EntityFramework can also support any underlying database and EF6 has providers for sql server, mysql, postgre, oracle, sqlite and many others. EF7 will even support nosql options like MongoDB.
What exactly is the issue with disk space for a published running app? The GAC (global assembly cache) in Windows was originally designed just for this: to share references and avoid having multiple copies of the same binaries. All this led to was a complicated situation with maintenance and reference nightmares. Disk space is exceedingly cheap and a strange to worry about when picking a tech stack.
Well there's no other way around it - you can either publish all the dependencies with each project or share them in a central place.

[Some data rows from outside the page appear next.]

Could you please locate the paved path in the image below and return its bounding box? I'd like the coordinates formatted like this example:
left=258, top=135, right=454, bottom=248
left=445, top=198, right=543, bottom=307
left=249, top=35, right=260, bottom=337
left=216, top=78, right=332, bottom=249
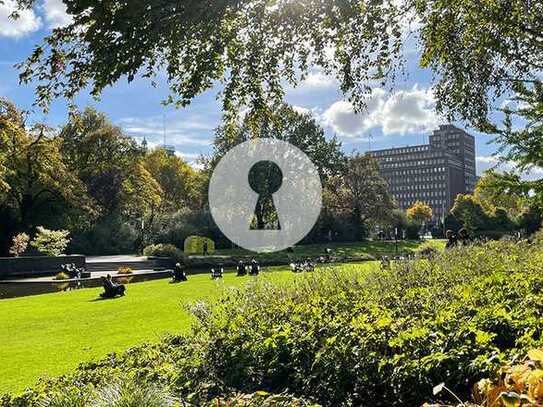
left=87, top=254, right=147, bottom=263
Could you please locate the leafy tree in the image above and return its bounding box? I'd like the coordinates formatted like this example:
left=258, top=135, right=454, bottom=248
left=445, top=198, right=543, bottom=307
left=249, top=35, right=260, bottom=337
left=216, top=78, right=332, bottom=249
left=473, top=170, right=530, bottom=217
left=14, top=0, right=543, bottom=130
left=451, top=194, right=489, bottom=233
left=329, top=154, right=394, bottom=239
left=144, top=148, right=203, bottom=212
left=59, top=108, right=144, bottom=214
left=207, top=104, right=346, bottom=183
left=206, top=105, right=346, bottom=233
left=0, top=101, right=93, bottom=229
left=415, top=0, right=543, bottom=128
left=478, top=81, right=543, bottom=198
left=406, top=201, right=433, bottom=227
left=9, top=233, right=30, bottom=257
left=19, top=0, right=407, bottom=112
left=30, top=226, right=70, bottom=256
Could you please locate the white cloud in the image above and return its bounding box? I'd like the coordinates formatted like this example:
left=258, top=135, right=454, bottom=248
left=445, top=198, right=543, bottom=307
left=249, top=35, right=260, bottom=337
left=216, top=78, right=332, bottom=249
left=43, top=0, right=73, bottom=28
left=119, top=116, right=213, bottom=146
left=475, top=155, right=543, bottom=180
left=323, top=86, right=440, bottom=137
left=300, top=71, right=337, bottom=89
left=0, top=0, right=41, bottom=38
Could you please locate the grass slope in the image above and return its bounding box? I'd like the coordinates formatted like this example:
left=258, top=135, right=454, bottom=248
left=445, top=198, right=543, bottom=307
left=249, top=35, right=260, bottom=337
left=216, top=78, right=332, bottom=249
left=216, top=239, right=446, bottom=259
left=0, top=241, right=443, bottom=394
left=0, top=268, right=292, bottom=394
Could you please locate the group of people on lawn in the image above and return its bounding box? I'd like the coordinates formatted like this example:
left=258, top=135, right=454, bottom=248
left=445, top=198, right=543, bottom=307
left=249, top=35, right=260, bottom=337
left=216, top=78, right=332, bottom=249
left=445, top=228, right=472, bottom=249
left=172, top=259, right=260, bottom=282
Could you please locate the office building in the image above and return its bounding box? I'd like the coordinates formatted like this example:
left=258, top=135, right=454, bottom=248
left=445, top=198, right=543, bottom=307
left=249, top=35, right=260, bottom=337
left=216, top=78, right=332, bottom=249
left=370, top=125, right=476, bottom=221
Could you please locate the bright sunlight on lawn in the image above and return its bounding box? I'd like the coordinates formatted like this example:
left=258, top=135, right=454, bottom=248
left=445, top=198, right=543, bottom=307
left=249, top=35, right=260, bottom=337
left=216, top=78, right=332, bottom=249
left=0, top=262, right=376, bottom=393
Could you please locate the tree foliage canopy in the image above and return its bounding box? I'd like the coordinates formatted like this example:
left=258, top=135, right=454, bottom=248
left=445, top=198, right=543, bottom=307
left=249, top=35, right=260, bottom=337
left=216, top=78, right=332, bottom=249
left=406, top=201, right=433, bottom=225
left=12, top=0, right=543, bottom=126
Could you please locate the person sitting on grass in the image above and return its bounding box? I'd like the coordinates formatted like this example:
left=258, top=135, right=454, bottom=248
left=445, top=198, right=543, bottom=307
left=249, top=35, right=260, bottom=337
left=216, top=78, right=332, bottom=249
left=458, top=228, right=472, bottom=246
left=237, top=260, right=247, bottom=277
left=211, top=264, right=224, bottom=280
left=100, top=274, right=126, bottom=298
left=249, top=259, right=260, bottom=276
left=445, top=229, right=458, bottom=249
left=172, top=263, right=188, bottom=283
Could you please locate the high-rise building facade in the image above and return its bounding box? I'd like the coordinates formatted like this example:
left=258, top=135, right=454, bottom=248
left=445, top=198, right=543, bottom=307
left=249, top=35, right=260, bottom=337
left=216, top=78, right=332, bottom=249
left=370, top=125, right=476, bottom=221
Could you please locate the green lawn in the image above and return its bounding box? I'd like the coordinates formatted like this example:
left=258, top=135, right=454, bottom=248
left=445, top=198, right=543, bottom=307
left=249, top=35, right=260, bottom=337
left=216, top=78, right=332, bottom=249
left=0, top=241, right=444, bottom=394
left=216, top=239, right=445, bottom=258
left=0, top=263, right=375, bottom=394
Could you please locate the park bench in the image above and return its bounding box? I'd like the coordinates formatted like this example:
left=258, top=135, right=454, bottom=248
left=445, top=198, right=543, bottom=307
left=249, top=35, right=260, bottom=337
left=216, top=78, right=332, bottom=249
left=100, top=276, right=126, bottom=298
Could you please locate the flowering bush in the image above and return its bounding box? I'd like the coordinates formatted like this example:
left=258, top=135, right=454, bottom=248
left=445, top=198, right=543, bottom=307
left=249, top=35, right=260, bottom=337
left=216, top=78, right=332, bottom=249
left=4, top=241, right=543, bottom=407
left=9, top=233, right=30, bottom=257
left=30, top=226, right=70, bottom=256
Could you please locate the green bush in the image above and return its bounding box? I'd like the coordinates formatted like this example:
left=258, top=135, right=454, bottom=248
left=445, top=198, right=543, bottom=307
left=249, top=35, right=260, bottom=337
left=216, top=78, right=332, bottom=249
left=30, top=226, right=70, bottom=256
left=415, top=242, right=440, bottom=258
left=143, top=243, right=183, bottom=260
left=6, top=241, right=543, bottom=406
left=53, top=271, right=70, bottom=280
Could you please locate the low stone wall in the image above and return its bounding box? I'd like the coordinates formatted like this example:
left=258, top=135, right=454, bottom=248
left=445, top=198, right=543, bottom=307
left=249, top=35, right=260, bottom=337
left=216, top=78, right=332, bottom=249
left=0, top=255, right=86, bottom=280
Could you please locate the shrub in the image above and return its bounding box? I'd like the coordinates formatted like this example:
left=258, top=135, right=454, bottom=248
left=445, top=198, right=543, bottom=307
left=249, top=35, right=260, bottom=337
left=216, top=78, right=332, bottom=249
left=415, top=242, right=440, bottom=258
left=143, top=243, right=183, bottom=259
left=117, top=266, right=133, bottom=274
left=9, top=233, right=30, bottom=257
left=30, top=226, right=70, bottom=256
left=54, top=271, right=70, bottom=280
left=423, top=349, right=543, bottom=407
left=184, top=236, right=215, bottom=254
left=5, top=241, right=543, bottom=407
left=92, top=380, right=178, bottom=407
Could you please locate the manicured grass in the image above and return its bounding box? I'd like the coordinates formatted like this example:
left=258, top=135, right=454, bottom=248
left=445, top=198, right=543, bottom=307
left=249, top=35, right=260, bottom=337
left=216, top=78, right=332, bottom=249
left=0, top=263, right=376, bottom=394
left=216, top=239, right=445, bottom=258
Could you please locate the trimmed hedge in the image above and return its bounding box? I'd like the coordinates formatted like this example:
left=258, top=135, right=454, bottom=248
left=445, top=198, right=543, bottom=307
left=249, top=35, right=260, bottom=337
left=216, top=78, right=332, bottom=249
left=3, top=241, right=543, bottom=406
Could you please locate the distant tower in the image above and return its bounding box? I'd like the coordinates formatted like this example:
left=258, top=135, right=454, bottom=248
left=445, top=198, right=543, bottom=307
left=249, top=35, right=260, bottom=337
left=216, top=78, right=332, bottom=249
left=162, top=113, right=175, bottom=157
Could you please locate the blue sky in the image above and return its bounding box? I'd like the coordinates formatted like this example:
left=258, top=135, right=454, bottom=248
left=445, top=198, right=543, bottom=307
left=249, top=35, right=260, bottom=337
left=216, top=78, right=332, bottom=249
left=0, top=0, right=536, bottom=178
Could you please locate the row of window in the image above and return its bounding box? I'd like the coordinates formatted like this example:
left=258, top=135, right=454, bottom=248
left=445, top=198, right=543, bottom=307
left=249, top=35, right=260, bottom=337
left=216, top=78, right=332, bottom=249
left=373, top=146, right=430, bottom=157
left=397, top=198, right=447, bottom=209
left=396, top=184, right=446, bottom=196
left=381, top=159, right=445, bottom=171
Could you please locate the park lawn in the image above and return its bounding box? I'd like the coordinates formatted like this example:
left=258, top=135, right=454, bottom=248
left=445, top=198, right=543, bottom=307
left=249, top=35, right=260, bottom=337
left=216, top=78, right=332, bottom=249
left=216, top=239, right=446, bottom=259
left=0, top=262, right=376, bottom=394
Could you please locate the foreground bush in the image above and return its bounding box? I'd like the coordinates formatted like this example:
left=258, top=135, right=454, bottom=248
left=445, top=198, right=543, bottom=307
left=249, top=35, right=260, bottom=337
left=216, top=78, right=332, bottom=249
left=4, top=241, right=543, bottom=406
left=423, top=349, right=543, bottom=407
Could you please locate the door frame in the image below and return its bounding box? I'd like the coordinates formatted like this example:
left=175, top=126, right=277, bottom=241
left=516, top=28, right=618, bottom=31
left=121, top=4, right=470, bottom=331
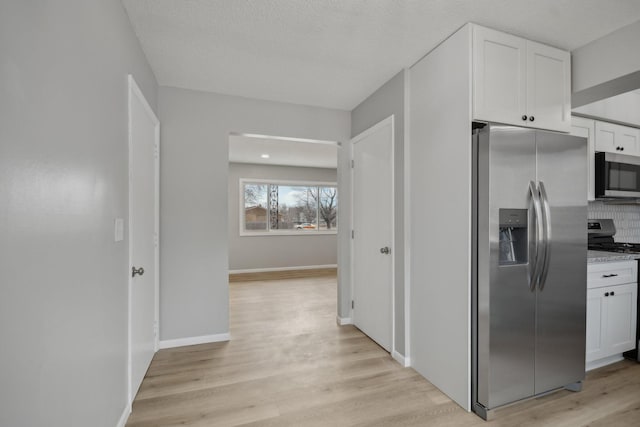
left=349, top=114, right=396, bottom=356
left=127, top=74, right=160, bottom=412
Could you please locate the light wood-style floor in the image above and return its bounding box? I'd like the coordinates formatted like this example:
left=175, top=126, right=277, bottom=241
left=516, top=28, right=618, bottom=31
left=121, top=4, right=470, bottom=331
left=127, top=276, right=640, bottom=427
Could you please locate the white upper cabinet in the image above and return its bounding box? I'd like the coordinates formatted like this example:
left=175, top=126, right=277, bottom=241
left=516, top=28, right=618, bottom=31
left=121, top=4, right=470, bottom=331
left=472, top=25, right=571, bottom=132
left=473, top=26, right=527, bottom=124
left=595, top=121, right=640, bottom=156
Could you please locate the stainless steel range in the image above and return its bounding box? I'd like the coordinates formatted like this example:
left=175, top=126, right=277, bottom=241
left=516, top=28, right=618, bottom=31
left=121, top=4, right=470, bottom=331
left=587, top=219, right=640, bottom=362
left=587, top=219, right=640, bottom=254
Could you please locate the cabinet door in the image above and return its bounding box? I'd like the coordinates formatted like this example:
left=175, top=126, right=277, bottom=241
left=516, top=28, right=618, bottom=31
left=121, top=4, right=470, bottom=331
left=596, top=121, right=640, bottom=156
left=603, top=283, right=638, bottom=355
left=473, top=26, right=528, bottom=126
left=571, top=117, right=596, bottom=202
left=526, top=41, right=571, bottom=132
left=586, top=288, right=607, bottom=362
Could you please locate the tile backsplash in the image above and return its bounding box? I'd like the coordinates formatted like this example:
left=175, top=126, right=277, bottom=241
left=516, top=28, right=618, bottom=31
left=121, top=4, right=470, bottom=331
left=588, top=202, right=640, bottom=243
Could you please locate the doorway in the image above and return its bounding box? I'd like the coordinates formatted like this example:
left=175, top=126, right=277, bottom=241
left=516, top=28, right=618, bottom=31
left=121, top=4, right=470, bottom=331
left=126, top=75, right=160, bottom=402
left=351, top=116, right=395, bottom=353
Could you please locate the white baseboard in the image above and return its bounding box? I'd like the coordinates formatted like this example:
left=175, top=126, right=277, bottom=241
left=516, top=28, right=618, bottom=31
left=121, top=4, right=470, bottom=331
left=160, top=332, right=230, bottom=349
left=585, top=354, right=624, bottom=371
left=336, top=316, right=353, bottom=326
left=391, top=350, right=410, bottom=368
left=229, top=264, right=338, bottom=274
left=116, top=405, right=131, bottom=427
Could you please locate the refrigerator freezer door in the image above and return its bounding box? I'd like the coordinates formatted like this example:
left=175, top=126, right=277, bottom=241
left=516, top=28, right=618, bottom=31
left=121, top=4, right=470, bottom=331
left=535, top=131, right=588, bottom=394
left=477, top=125, right=538, bottom=409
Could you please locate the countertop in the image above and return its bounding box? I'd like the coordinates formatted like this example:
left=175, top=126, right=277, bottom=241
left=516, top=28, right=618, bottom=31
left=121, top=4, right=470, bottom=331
left=587, top=251, right=640, bottom=264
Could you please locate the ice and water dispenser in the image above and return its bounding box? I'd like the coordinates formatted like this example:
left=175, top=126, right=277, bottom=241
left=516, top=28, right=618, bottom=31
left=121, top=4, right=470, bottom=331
left=498, top=209, right=529, bottom=265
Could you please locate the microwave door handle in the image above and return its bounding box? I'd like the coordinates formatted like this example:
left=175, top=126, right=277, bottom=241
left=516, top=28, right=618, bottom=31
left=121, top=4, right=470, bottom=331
left=538, top=181, right=551, bottom=291
left=529, top=181, right=543, bottom=292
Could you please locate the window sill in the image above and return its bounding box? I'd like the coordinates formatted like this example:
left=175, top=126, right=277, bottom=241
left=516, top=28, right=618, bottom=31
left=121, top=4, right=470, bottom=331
left=240, top=230, right=338, bottom=237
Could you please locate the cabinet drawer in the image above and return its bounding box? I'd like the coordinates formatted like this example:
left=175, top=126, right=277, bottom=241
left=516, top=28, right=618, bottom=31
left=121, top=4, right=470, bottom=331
left=587, top=260, right=638, bottom=289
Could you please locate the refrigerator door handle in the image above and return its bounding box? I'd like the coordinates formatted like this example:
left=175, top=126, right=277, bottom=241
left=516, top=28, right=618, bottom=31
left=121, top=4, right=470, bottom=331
left=538, top=181, right=551, bottom=291
left=529, top=181, right=544, bottom=292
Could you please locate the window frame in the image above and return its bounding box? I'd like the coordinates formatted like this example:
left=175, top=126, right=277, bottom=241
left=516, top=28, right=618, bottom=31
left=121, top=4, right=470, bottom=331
left=238, top=178, right=340, bottom=237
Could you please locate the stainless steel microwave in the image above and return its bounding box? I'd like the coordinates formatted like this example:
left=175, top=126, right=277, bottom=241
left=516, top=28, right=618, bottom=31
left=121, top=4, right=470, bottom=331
left=595, top=152, right=640, bottom=199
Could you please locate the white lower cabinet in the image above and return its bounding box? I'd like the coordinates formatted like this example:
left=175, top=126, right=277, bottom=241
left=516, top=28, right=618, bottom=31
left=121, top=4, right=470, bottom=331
left=586, top=261, right=638, bottom=370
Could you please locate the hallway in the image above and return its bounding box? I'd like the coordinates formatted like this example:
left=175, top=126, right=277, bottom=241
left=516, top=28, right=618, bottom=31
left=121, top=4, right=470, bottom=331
left=127, top=276, right=640, bottom=427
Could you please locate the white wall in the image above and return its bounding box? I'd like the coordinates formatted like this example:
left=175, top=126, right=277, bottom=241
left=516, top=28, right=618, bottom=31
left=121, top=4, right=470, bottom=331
left=572, top=91, right=640, bottom=127
left=408, top=25, right=472, bottom=410
left=571, top=21, right=640, bottom=107
left=0, top=0, right=157, bottom=427
left=158, top=87, right=350, bottom=340
left=351, top=70, right=408, bottom=356
left=229, top=163, right=341, bottom=270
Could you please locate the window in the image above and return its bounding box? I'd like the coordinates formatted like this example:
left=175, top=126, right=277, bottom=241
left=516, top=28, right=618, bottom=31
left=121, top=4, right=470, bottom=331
left=240, top=179, right=338, bottom=235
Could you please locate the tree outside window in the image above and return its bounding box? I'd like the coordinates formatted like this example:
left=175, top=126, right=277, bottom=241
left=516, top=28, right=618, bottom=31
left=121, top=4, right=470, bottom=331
left=241, top=180, right=338, bottom=233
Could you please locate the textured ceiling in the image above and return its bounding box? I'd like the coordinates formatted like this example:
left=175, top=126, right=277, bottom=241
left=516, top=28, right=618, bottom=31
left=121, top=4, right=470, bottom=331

Central places don't work very well and again, file space is very cheap. Most binaries compress down very small so there really shouldn't be a disk space issue. And you can always remove dependencies if necessary.
It's just not something that has ever been a problem in over a decade of building and publishing .NET apps.
You're right - VS Code is a open-source text editor with Intellisense and refactoring and plugins and about 80% of the functionality found in Visual Studio. It works well and does almost everything you need if you're working with ASP.NET 5 / .NET Core stuff - which is the only thing you can deploy cross-platform right now anyway.
Visual Studio the full edition will likely never be running on Mac or Linux, but it doesn't need to.
> ASP.NET 5 / .NET Core stuff - which is the only thing you can deploy cross-platform right now anyway.
I understand what you're saying, but it's wrong. You can deploy earlier .NET apps to Linux and OSX via Mono, and get 95% of what you'll get from .NET on Windows. Alas, at a bit slower performance, but it works. Many of the most popular Linux desktop apps are actually written in C#/.Net and run on Mono with GTK#.
It's hard to take anyone who's building new .Net applications on C# very seriously. F# is about 1,000 times better--as evidenced by the fact that the C# team themselves are stealing features from F# left and right.